O membro titular da ABC Jailson Bittencourt de Andrade proferiu a palestra de abertura do 2º Encontro Regional de Membros Afiliados da ABC NE & ES, intitulada “Pesquisando Kirimurê”. A palavra tupinambá significa “grande mar interior”, ou seja, é o nome indígena da Baía de Todos os Santos. “Ela foi assim batizada pela expedição portuguesa que chegou a Bahia em 1º de janeiro de 1501, que é dia de Todos os Santos.”


Ocupação acelerada

Andrade relatou que a Baía passou a ter uma posição estratégica para Portugal, tanto no caminho para as Índias como para a ocupação de novas terras.
Com a fundação da cidade de Salvador, foram surgindo engenhos de cana-de-açúcar. “O engenho era a unidade agroindustrial mais complexa da época e no ano de 1720 já havia 150 deles”, contou o Acadêmico.
Além dos engenhos, a cidade se dedicou também a construção naval – de grandes navios para a Carreira da Índia, de canoas a vela e de navios negreiros.
Saltando para 1950, Andrade abordou o começo de uma nova era de desenvolvimento industrial na região da Baía – formada pelos rios Paraguaçu, Subaé e Jaguaripe e uma das duas maiores do Brasil. A Petrobras se estabeleceu no local, com a refinaria Landulfo Alves.
Nas décadas seguintes (1960 e 70), foram construídos o complexo industrial de Aratu e o Complexo Petroquímico de Camaçari, e a região incorporou dez terminais portuários de grande porte.
Hoje, a área conta com mais de 170 unidades industriais, atividades agrícolas, de pesca e mariscagem, além de três milhões de habitantes e seus respectivos efluentes.

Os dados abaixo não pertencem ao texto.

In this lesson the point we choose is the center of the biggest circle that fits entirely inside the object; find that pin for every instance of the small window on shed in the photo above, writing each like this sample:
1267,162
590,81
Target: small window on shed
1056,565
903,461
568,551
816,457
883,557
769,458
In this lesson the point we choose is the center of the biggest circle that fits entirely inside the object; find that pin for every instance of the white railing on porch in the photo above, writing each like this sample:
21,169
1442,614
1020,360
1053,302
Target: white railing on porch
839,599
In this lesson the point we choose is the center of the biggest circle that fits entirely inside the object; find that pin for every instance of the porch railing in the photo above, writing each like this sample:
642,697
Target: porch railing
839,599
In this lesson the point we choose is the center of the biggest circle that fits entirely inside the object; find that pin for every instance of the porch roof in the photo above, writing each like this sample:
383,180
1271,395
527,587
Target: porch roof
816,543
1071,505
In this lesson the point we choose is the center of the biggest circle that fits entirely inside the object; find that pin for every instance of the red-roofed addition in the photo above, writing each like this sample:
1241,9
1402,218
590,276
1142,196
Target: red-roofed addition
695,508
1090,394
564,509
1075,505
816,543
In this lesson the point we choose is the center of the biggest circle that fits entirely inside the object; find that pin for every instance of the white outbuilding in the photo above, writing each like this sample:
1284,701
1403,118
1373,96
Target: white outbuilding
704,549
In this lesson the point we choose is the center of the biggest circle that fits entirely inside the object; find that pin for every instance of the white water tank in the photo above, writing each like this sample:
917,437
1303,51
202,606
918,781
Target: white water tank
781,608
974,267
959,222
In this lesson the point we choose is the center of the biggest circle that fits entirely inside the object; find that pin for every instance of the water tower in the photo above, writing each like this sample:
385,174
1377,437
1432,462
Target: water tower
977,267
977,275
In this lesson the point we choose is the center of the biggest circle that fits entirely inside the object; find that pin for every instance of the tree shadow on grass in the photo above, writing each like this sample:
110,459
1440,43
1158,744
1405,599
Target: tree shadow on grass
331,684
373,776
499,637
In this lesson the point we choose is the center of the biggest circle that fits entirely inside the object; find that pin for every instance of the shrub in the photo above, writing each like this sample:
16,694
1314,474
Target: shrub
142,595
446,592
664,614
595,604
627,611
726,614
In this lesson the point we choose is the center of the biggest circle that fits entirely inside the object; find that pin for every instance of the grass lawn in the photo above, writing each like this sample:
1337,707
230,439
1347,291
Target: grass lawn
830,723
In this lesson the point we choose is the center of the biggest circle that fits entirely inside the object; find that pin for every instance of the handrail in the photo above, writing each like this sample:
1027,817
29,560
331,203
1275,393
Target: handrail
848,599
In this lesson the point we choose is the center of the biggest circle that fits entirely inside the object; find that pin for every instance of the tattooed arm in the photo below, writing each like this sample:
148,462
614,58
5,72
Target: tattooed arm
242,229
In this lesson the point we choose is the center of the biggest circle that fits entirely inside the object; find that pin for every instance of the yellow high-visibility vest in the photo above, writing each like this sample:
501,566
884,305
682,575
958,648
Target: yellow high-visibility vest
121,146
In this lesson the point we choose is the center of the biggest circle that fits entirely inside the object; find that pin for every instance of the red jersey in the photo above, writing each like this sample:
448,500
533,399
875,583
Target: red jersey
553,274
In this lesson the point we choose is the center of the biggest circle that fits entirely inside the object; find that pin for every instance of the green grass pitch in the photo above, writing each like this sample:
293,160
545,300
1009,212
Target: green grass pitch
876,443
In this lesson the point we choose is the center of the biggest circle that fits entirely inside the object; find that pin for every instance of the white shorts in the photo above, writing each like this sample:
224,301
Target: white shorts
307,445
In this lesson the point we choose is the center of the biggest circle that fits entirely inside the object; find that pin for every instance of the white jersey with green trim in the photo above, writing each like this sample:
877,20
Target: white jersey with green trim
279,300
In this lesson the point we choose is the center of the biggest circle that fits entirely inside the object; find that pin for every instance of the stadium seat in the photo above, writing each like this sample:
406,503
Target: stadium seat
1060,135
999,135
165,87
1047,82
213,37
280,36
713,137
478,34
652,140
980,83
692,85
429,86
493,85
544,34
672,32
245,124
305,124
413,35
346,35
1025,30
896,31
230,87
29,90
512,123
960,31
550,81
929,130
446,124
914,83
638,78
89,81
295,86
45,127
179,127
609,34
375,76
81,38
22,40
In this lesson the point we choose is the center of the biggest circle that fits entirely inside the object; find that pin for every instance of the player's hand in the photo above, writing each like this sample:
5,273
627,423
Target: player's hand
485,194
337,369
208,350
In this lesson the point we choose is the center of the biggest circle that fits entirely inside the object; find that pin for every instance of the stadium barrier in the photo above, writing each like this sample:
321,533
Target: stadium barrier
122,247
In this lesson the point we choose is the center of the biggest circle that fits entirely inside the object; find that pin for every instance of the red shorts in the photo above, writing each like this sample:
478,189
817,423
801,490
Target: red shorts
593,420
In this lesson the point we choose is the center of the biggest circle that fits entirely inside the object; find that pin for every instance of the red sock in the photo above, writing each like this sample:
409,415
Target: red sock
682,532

Afloramentos de rochas estratificadas associadas a correntes de turbidez

próxímo à Base Naval de Aratu


Multidisciplinaridade ampla, geral e irrestrita
O estudo liderado por Jailson de Andrade é uma agenda que envolve pesquisa em química, oceanografia, educação, formação de recursos humanos, artes, história e cultura. Tudo começou em 2007, com a proposta de um estudo multidisciplinar da Baía de Todos os Santos. Foi formado um grupo de trabalho designado pela diretoria científica da Fapesb, envolvendo físicos, químicos, biólogos, engenheiros, artistas plásticos, sociólogos. “Passamos três meses ajustando as linguagens, até conseguirmos realmente estabelecer uma comunicação e desenvolver o projeto”, conta o pesquisador.
A necessidade de ações no local era premente: a degradação ambiental já era uma realidade em algumas regiões da baia e não havia um programa de gestão ambiental eficiente. Não havia observações de longo prazo, os dados existentes haviam sido colhidos com incompatibilidades metodológicas, enfim, era uma situação que requeria atuação urgente.
A proposta do grupo envolvido foi ambiciosa: um projeto de 30 anos, dividido em seis ondas de cinco anos, envolvendo governo, universidade e empresas. A multidisciplinaridade se caracterizou pela reunião de pesquisa básica, pesquisa aplicada, produtos e formação de recursos humanos voltados para o ambiente físico, a oceanografia e a qualidade ambiental. Abrangia ainda o ambiente humano, através da educação e da cultura, incluindo artes plásticas, história e antropologia. Boa parte dos resultados pode ser vista no site do Instituto Kirimurê.
Somando sonhos
A dinâmica do trabalho é original. Com coordenação geral de Jailson de Andrade, a gestão do projeto envolve doze coordenadores, um ou dois para cada eixo do projeto: Ambiente Físico, Ambiente Humano, Oceanografia, Artes, Educação, Recursos Naturais e Biodiversidade, História e Cultura. Alguns grupos de pesquisadores ficam morando temporariamente nos locais onde desenvolvem as pesquisas e para o acompanhamento do projeto e compartilhamento de resultados são feitos seminários regulares, em diferentes cidades da Baía, sobre os mais diferentes temas.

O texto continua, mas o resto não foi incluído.